While I think the article is a great idea, and well-worth reading, I do have two quibbles, one minor and one major. The minor quibble is that one example given of a group, the real numbers with multiplication, is not quite right: you need to remove the element 0, since it has no inverse. If the group law is the additive one, then the real number line with nothing removed truly is a group.
The major quibble is with the theme of the article that a group representation can be thought of as a simplification of something more complicated, the group itself. This is a good way of thinking about one aspect of the use of representation theory in number theory, where representations provide a tractable way to get at the much more complicated structure of the absolute Galois group of a number field. The talk by Geordie Williamson linked to in the article (slides here) explains this well, but Williamson also gets right the more general context, where the group can be easy to understand, the representations complicated. For a simple example of this, in the case of the circle group $S^1$ the group is very easy to understand, its representation theory (the theory of Fourier series) is much more complicated (and much more interesting).

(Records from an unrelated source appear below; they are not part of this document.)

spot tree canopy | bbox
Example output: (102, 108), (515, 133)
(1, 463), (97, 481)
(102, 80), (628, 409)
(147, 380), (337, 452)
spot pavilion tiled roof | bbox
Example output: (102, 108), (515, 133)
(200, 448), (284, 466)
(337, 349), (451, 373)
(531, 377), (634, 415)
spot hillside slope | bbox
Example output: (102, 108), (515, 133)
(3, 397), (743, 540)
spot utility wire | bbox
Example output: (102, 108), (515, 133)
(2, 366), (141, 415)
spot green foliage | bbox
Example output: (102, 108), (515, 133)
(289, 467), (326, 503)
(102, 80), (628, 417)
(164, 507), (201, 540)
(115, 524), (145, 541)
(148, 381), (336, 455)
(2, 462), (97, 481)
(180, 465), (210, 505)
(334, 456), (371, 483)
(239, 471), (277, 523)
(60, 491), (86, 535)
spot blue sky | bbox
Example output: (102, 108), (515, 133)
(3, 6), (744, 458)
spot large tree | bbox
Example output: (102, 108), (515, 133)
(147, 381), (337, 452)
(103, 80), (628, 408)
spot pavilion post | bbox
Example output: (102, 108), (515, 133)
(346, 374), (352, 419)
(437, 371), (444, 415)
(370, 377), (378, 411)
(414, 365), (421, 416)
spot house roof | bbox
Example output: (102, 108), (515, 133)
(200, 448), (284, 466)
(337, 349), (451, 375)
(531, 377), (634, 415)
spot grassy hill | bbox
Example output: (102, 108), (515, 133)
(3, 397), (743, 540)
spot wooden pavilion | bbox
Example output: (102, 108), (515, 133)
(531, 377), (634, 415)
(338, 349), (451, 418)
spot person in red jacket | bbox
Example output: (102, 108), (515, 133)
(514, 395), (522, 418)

As Williamson explains, a good way to think about what is going on is that representation theory does simplify something by linearizing it, but it’s not the group, it’s a group action. When people talk about the importance of the study of “symmetry” in mathematics, physics, and elsewhere, they often make the mistake of only paying attention to the symmetry groups. The structure you actually have is not just a group (the abstract “symmetries”), but an action of that group on some other object, the thing that has symmetries. When you talk about “rotational symmetry” you have a rotation group, but also something else: the thing that is getting rotated. Representation theory is the linearization of this situation, often achieved by going from the group action on an object to the corresponding group action on some version of functions on the object. Once linearized, the group action becomes a problem in linear algebra, with the group elements represented as matrices, which act on the vectors of the linearization.
To further add to the confusion, “symmetry” is often described in popular accounts as meaning “invariance”. In typical examples given, “invariance” just means that you have a group action, since the group is taking elements of the set to other elements of the set (e.g. rotations not of an arbitrary object, but of a sphere). In representation theory, you have a different notion of invariance. For instance, for the representation of rotations on functions on the sphere, the constant functions are a one-dimensional invariant subspace, giving a trivial representation. But, there are lots of more interesting invariant subspaces of higher dimensions. These are the irreducible representations on the sets of spherical harmonics.